Predicting the effects of genetic variants on chromatin accessibility with a deep learning approach - PROJECT SUMMARY/ABSTRACT
This project will assess a deep learning approach for predicting the effects of genetic variants on chromatin
accessibility (CA). Currently, there is a knowledge gap in understanding the function and causality of genetic
variants in human genetics research since over 90% of genetic variants have been found within the non-coding
region of the genome. GWAS studies have provided us with information about these genetic variant
associations. However, this research has yet to establish the molecular function of these genetic variants.
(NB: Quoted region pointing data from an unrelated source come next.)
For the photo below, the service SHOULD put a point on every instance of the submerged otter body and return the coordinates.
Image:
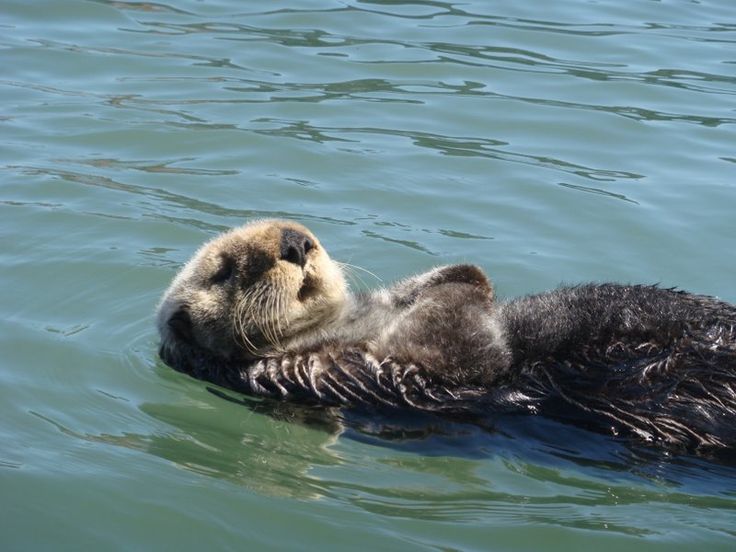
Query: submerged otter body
(263, 310)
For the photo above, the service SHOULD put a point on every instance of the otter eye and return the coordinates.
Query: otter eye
(225, 271)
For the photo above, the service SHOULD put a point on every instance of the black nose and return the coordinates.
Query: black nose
(295, 246)
(181, 324)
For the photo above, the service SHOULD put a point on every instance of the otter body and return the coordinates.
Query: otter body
(263, 310)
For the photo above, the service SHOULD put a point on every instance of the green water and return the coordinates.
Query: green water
(544, 141)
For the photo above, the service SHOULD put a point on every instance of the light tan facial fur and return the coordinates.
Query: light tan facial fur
(252, 290)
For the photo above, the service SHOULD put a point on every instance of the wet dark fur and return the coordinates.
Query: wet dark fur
(652, 364)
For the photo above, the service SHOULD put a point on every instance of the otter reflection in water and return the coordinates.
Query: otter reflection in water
(262, 309)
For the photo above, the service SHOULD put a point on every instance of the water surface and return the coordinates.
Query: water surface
(567, 141)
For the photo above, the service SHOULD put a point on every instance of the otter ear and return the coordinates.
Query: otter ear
(181, 324)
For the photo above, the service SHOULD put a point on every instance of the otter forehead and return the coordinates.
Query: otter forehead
(266, 239)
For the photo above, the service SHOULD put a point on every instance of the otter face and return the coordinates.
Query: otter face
(249, 292)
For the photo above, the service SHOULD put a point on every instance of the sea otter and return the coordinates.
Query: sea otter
(262, 309)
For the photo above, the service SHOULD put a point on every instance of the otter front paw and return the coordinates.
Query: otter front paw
(406, 292)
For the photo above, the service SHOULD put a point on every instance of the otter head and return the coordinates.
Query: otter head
(249, 292)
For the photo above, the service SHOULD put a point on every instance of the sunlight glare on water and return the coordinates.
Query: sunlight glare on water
(546, 142)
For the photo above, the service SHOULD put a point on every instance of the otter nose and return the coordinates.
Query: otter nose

Molecular quantitative trait locus (QTL) analysis has been used to determine variant function, and the
identification of variants associated with molecular traits such as caQTLs. However, due to linkage
disequilibrium, the identification of causal variants found from molecular QTL analysis is ambiguous; thus, they
lack the power to identify associations with rare genetic variants. Furthermore, it has been shown that
allelic-specific information, including allele-specific chromatin accessibility (ASCA), can increase the power to
detect caQTLs, potentially improving machine learning model predictions. An alternative approach to
determining variant function are machine learning methods, which have been utilized to determine the
molecular function of genetic variants and have achieved success at predicting gene expression, CA, and
transcription factor binding from DNA sequence. However, these machine learning models are solely trained
on reference genome sequences and do not consider human genetic variation. The key focus of this research
proposal is to investigate the hypothesis that a machine learning model that utilizes genetic variation and
allele-specific information will accurately predict the effects of both common and rare genetic variants on
chromatin accessibility. To investigate this hypothesis, here are two specific aims: Aim 1 will develop a
variant-aware neural network to predict the effect of genetic variants on CA. Aim 2 will predict the function of
rare genetic variants. In summary, this proposal strives to establish improved predictions of the molecular
function of genetic variants found in the non-coding region of the genome by assessing the utility of genetic
variation and ASCA with a deep learning approach. The proposed study will lead to the ability to predict the
function of rare genetic variants, which are likely to be highly important to disease traits, but whose function
cannot currently be uncovered utilizing QTL-based methods. This training plan will provide the applicant the
opportunity to (1) develop expertise in machine learning in genomics, (2) gain skills in CRISPR-based genome
editing, (3) improve scientific writing and communication skills, and (4) develop mentoring and teaching
aptitude. These professional training goals will provide the applicant with the essential training and scientific
experience required to obtain a postdoctoral fellowship and thereafter become an impactful independent
research investigator at an R1 University.